Late estimates lengthening is harder to spot but important. When the team starts giving longer estimates for work in the current iteration than they did for equivalent work two months ago, it means they’re experiencing something that’s making the work harder. That could be scope creep absorbed into existing tasks, technical debt accumulating, or simply the fact that later-game integration work is almost always harder than early-project greenfield work. The estimates are trying to tell you something.
The leading indicator I’ve learned to watch most carefully is QA finding significantly more defects than expected in the last third of an iteration. That pattern, early progress followed by a late spike in issues, tends to mean that tasks are being marked complete before they’re genuinely integrated. The work is done in isolation but it hasn’t been tested against the rest of the build. When I see that pattern two or three iterations in a row, I start the investigation before the milestone review, not during it.

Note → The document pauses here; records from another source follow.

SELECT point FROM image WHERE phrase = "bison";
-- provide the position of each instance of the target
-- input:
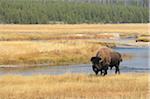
(105, 58)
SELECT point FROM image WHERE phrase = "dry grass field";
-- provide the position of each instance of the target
(57, 44)
(47, 52)
(47, 32)
(75, 86)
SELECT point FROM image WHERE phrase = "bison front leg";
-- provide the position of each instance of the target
(117, 70)
(95, 70)
(105, 70)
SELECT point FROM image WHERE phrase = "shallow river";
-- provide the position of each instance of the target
(139, 63)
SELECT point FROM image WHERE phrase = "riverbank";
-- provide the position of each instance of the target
(129, 86)
(33, 45)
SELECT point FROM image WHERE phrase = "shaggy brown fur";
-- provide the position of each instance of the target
(105, 54)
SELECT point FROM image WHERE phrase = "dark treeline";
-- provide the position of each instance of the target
(62, 11)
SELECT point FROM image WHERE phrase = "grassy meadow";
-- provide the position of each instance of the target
(58, 44)
(75, 86)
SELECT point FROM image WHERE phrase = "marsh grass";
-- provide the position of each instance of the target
(50, 52)
(47, 32)
(75, 86)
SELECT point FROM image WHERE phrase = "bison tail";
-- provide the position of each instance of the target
(121, 60)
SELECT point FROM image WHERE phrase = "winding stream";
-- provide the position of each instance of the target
(139, 63)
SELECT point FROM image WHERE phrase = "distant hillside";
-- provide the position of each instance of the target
(73, 11)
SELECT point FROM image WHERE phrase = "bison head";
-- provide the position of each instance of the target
(96, 61)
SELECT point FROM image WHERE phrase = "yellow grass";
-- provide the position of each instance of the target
(44, 32)
(75, 86)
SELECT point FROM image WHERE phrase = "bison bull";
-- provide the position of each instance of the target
(105, 58)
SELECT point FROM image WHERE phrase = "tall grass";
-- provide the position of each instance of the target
(75, 86)
(50, 52)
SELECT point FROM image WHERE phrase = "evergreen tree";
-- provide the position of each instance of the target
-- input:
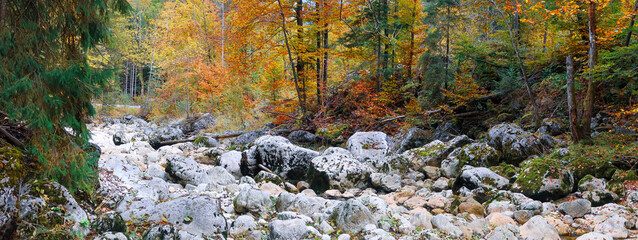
(46, 82)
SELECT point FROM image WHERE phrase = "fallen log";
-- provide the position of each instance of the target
(192, 139)
(466, 114)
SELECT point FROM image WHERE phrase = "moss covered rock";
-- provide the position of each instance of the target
(506, 170)
(544, 179)
(514, 143)
(617, 182)
(433, 153)
(582, 166)
(474, 154)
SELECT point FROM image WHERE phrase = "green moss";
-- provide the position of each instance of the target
(46, 190)
(429, 151)
(506, 170)
(585, 179)
(533, 172)
(332, 131)
(11, 165)
(201, 141)
(617, 182)
(455, 203)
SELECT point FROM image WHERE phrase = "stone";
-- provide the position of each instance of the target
(522, 216)
(415, 202)
(243, 224)
(272, 188)
(231, 161)
(434, 152)
(337, 168)
(500, 206)
(352, 216)
(205, 140)
(594, 236)
(514, 143)
(302, 203)
(614, 226)
(440, 184)
(332, 194)
(550, 126)
(575, 208)
(369, 147)
(218, 175)
(279, 155)
(254, 201)
(474, 154)
(500, 219)
(595, 190)
(248, 137)
(303, 137)
(408, 139)
(480, 177)
(164, 134)
(157, 171)
(446, 131)
(432, 172)
(197, 215)
(473, 207)
(421, 219)
(387, 182)
(288, 229)
(560, 225)
(109, 222)
(544, 180)
(502, 233)
(264, 176)
(119, 138)
(537, 228)
(186, 171)
(161, 233)
(446, 224)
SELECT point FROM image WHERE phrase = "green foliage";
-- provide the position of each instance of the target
(45, 79)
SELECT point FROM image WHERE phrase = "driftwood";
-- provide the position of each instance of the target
(173, 142)
(466, 114)
(280, 113)
(391, 119)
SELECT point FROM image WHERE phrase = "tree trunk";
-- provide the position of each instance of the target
(300, 61)
(521, 64)
(324, 75)
(517, 23)
(588, 106)
(3, 12)
(571, 102)
(318, 61)
(545, 38)
(447, 49)
(223, 32)
(631, 25)
(292, 65)
(379, 69)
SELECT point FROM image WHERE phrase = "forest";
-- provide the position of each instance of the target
(318, 119)
(361, 62)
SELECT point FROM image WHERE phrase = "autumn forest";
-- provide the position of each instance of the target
(318, 119)
(368, 61)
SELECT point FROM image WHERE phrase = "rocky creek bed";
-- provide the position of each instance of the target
(261, 186)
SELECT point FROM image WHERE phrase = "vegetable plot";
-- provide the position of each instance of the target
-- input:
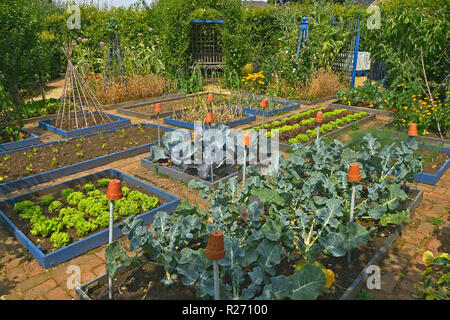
(218, 151)
(301, 211)
(301, 127)
(58, 219)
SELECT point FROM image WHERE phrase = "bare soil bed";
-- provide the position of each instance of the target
(144, 283)
(42, 159)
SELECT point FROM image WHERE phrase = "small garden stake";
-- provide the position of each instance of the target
(412, 132)
(319, 119)
(114, 193)
(209, 119)
(354, 175)
(210, 99)
(246, 143)
(264, 103)
(158, 110)
(215, 250)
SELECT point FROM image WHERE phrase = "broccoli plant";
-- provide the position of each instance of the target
(217, 151)
(60, 239)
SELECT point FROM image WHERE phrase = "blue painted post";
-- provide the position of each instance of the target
(355, 53)
(302, 36)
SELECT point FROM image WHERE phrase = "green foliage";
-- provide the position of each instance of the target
(104, 182)
(66, 192)
(60, 239)
(88, 187)
(11, 124)
(22, 206)
(55, 206)
(75, 197)
(47, 200)
(435, 283)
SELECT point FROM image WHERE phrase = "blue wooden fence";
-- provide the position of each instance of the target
(348, 59)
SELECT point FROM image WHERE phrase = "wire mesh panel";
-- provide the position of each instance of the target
(206, 44)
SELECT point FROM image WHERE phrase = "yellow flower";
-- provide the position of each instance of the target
(329, 276)
(428, 257)
(444, 255)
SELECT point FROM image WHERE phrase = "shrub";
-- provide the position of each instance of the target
(31, 212)
(22, 206)
(303, 138)
(60, 239)
(323, 83)
(66, 192)
(104, 182)
(47, 200)
(74, 198)
(88, 187)
(55, 206)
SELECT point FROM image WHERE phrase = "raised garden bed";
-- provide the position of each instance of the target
(362, 107)
(146, 109)
(251, 104)
(301, 127)
(41, 247)
(185, 177)
(190, 125)
(116, 122)
(31, 139)
(436, 157)
(350, 279)
(52, 160)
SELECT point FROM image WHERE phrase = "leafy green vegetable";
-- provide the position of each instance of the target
(47, 200)
(60, 239)
(55, 206)
(66, 192)
(104, 182)
(75, 197)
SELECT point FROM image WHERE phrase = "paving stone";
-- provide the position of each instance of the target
(388, 282)
(59, 273)
(99, 270)
(58, 294)
(92, 264)
(39, 291)
(407, 285)
(16, 274)
(407, 251)
(33, 268)
(434, 245)
(33, 282)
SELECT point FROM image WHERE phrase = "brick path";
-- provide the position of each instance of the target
(403, 263)
(21, 277)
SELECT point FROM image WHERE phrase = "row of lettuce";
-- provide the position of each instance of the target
(296, 213)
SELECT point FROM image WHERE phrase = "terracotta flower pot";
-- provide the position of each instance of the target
(264, 103)
(412, 132)
(246, 139)
(209, 118)
(215, 249)
(319, 117)
(354, 175)
(114, 190)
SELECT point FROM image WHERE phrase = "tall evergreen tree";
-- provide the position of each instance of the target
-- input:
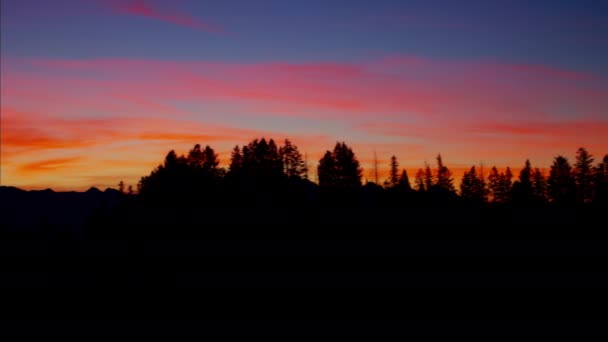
(562, 185)
(539, 185)
(428, 177)
(600, 182)
(499, 185)
(583, 175)
(327, 171)
(444, 177)
(211, 162)
(236, 160)
(419, 181)
(121, 187)
(340, 168)
(404, 181)
(293, 164)
(472, 187)
(523, 191)
(196, 157)
(393, 178)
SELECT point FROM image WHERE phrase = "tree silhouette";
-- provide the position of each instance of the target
(236, 160)
(539, 185)
(393, 178)
(473, 187)
(196, 158)
(444, 182)
(404, 181)
(293, 164)
(583, 175)
(600, 182)
(428, 178)
(339, 168)
(419, 180)
(562, 186)
(523, 191)
(211, 162)
(499, 185)
(121, 187)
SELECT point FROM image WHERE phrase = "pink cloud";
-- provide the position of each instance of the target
(411, 106)
(145, 8)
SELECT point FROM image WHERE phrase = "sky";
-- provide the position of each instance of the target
(97, 91)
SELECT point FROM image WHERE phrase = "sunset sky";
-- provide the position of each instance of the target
(98, 91)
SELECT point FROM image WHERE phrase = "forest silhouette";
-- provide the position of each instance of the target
(266, 189)
(217, 239)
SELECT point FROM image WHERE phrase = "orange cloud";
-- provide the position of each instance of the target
(145, 9)
(413, 107)
(49, 165)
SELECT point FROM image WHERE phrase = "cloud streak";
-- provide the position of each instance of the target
(144, 8)
(412, 106)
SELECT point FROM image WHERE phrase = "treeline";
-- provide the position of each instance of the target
(265, 171)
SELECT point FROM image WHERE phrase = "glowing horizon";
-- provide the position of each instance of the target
(158, 76)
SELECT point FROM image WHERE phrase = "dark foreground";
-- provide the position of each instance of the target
(340, 271)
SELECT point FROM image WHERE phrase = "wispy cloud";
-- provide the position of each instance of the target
(146, 8)
(47, 165)
(412, 106)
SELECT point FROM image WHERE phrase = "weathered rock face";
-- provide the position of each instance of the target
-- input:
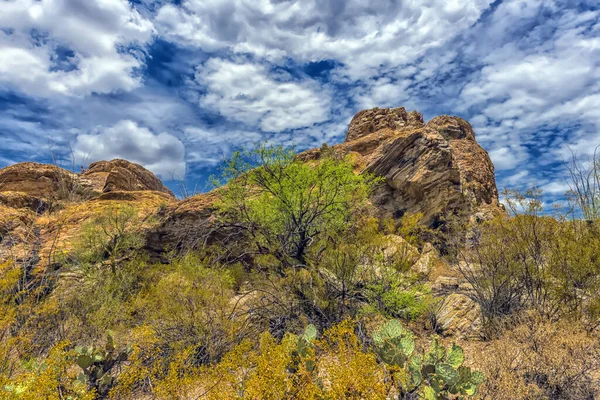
(122, 175)
(437, 169)
(40, 180)
(367, 122)
(49, 181)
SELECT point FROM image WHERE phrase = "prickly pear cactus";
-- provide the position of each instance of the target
(302, 352)
(438, 374)
(393, 343)
(97, 363)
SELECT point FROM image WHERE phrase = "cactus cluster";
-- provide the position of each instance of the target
(437, 374)
(301, 354)
(97, 364)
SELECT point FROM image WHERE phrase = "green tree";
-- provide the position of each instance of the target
(282, 205)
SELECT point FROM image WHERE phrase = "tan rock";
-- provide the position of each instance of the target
(367, 122)
(437, 169)
(458, 316)
(429, 256)
(122, 175)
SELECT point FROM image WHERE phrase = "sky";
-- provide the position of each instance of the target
(178, 85)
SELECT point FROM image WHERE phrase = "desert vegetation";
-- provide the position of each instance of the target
(297, 289)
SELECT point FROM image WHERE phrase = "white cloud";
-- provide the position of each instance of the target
(212, 146)
(70, 47)
(161, 153)
(507, 157)
(535, 83)
(246, 92)
(365, 36)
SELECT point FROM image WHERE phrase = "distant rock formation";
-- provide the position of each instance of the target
(122, 175)
(39, 180)
(437, 169)
(49, 181)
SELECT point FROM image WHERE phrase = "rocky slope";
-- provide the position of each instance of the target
(435, 168)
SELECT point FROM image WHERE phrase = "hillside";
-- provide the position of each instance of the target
(345, 271)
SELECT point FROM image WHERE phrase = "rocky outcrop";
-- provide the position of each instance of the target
(367, 122)
(122, 175)
(184, 224)
(47, 181)
(39, 180)
(437, 169)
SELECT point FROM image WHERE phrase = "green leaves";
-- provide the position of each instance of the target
(438, 374)
(393, 343)
(310, 333)
(448, 374)
(455, 356)
(286, 205)
(84, 361)
(96, 364)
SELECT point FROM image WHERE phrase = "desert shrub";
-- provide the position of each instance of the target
(196, 312)
(353, 275)
(282, 206)
(112, 233)
(53, 379)
(438, 373)
(298, 367)
(542, 360)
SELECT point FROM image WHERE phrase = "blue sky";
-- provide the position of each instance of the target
(178, 85)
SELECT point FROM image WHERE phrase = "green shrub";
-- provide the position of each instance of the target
(437, 374)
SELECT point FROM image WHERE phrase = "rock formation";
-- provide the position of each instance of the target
(122, 175)
(435, 168)
(39, 180)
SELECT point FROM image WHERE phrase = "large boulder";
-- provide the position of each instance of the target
(39, 180)
(437, 169)
(122, 175)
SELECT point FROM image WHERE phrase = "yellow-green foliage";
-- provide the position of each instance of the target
(282, 205)
(109, 234)
(54, 379)
(542, 360)
(539, 262)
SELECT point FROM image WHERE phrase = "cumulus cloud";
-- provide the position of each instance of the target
(162, 153)
(545, 76)
(70, 47)
(247, 92)
(363, 35)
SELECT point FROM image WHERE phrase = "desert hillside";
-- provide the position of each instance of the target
(383, 267)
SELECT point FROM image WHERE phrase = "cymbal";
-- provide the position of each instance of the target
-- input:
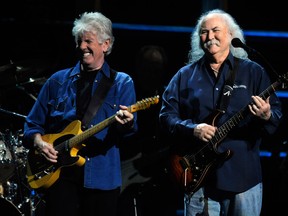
(5, 68)
(38, 81)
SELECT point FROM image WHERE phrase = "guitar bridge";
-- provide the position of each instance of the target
(44, 173)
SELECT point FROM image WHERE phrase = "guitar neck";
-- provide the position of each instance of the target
(224, 129)
(91, 131)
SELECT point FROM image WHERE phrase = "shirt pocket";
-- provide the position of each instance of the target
(58, 106)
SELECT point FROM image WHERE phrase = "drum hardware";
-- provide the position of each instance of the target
(14, 190)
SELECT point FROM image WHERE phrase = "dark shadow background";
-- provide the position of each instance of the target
(36, 41)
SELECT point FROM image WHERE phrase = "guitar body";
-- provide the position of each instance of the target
(42, 173)
(190, 171)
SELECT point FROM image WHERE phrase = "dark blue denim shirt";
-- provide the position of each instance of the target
(193, 94)
(55, 108)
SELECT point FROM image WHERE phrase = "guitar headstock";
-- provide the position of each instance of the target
(284, 80)
(144, 104)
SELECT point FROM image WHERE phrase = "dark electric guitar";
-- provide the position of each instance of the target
(192, 169)
(42, 173)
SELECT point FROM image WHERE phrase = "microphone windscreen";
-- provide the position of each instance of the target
(236, 42)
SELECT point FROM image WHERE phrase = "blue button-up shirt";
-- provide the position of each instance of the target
(55, 108)
(194, 93)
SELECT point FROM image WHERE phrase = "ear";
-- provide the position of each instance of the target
(106, 45)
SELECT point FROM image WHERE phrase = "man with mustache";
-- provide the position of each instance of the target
(198, 89)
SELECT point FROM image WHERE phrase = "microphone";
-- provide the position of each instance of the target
(236, 42)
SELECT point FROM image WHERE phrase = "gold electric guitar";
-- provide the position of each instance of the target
(42, 173)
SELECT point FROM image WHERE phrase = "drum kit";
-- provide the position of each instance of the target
(16, 197)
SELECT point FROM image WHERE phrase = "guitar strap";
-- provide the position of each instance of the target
(228, 87)
(98, 98)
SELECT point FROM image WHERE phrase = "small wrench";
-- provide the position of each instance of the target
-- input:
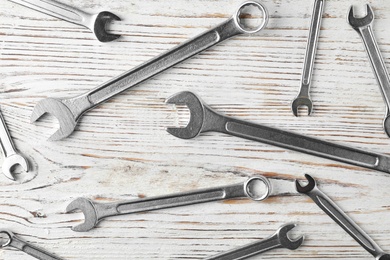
(11, 156)
(69, 111)
(364, 28)
(279, 240)
(330, 208)
(303, 98)
(17, 243)
(94, 212)
(95, 22)
(204, 119)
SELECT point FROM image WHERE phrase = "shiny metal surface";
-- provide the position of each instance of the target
(204, 119)
(95, 212)
(95, 22)
(69, 111)
(344, 221)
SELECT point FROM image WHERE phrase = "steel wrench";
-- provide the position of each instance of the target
(11, 156)
(95, 22)
(331, 209)
(69, 111)
(303, 98)
(17, 243)
(364, 28)
(94, 212)
(279, 240)
(204, 119)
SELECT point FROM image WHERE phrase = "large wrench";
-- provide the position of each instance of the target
(69, 111)
(204, 119)
(17, 243)
(303, 98)
(94, 212)
(363, 27)
(11, 156)
(95, 22)
(330, 208)
(279, 240)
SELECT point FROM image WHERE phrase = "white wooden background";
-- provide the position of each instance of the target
(121, 151)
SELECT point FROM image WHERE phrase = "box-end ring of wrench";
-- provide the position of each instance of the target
(94, 212)
(364, 29)
(68, 111)
(27, 248)
(204, 119)
(342, 219)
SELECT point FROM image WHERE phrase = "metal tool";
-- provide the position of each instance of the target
(95, 22)
(204, 119)
(303, 98)
(11, 156)
(279, 240)
(69, 111)
(330, 208)
(17, 243)
(364, 29)
(94, 212)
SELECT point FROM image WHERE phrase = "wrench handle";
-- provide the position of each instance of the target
(344, 221)
(306, 144)
(249, 250)
(56, 9)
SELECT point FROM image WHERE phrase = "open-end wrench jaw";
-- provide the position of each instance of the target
(90, 214)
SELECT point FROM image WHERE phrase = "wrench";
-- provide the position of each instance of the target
(279, 240)
(204, 119)
(95, 22)
(303, 98)
(11, 156)
(364, 28)
(330, 208)
(69, 111)
(94, 212)
(17, 243)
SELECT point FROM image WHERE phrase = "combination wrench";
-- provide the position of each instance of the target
(69, 111)
(364, 29)
(95, 212)
(344, 221)
(27, 248)
(11, 156)
(204, 119)
(94, 22)
(278, 240)
(303, 98)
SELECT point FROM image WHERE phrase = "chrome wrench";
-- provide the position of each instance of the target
(95, 22)
(364, 29)
(204, 119)
(95, 212)
(279, 240)
(17, 243)
(333, 211)
(69, 111)
(303, 98)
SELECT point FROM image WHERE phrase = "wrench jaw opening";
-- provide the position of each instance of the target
(90, 215)
(99, 27)
(195, 105)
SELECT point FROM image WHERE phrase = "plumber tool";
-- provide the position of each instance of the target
(330, 208)
(95, 22)
(364, 29)
(303, 98)
(11, 156)
(204, 119)
(279, 240)
(17, 243)
(94, 212)
(69, 111)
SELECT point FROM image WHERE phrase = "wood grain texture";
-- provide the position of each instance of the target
(121, 151)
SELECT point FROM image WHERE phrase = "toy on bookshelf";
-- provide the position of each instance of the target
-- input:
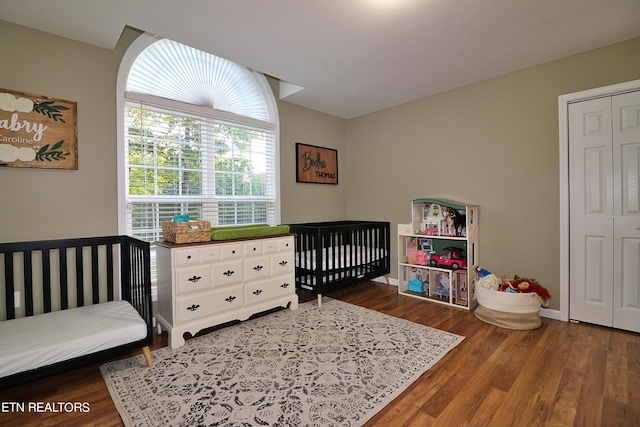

None of these signals require sophisticated tooling to spot. They require looking at the same numbers week over week and noticing when something changes. The status report discipline I covered in Production 101 #9 is part of what makes this possible: when you’re tracking the same metrics every week, the deviations are visible. When you’re writing status reports reactively, reconstructing the week from memory, the early signals tend to get smoothed over.
The question is not what to do when a milestone review confirms the schedule has slipped. The question is what to do when the leading indicators appear, when there’s still enough of the schedule left to respond. That’s a harder problem to solve, but it’s the one that actually matters.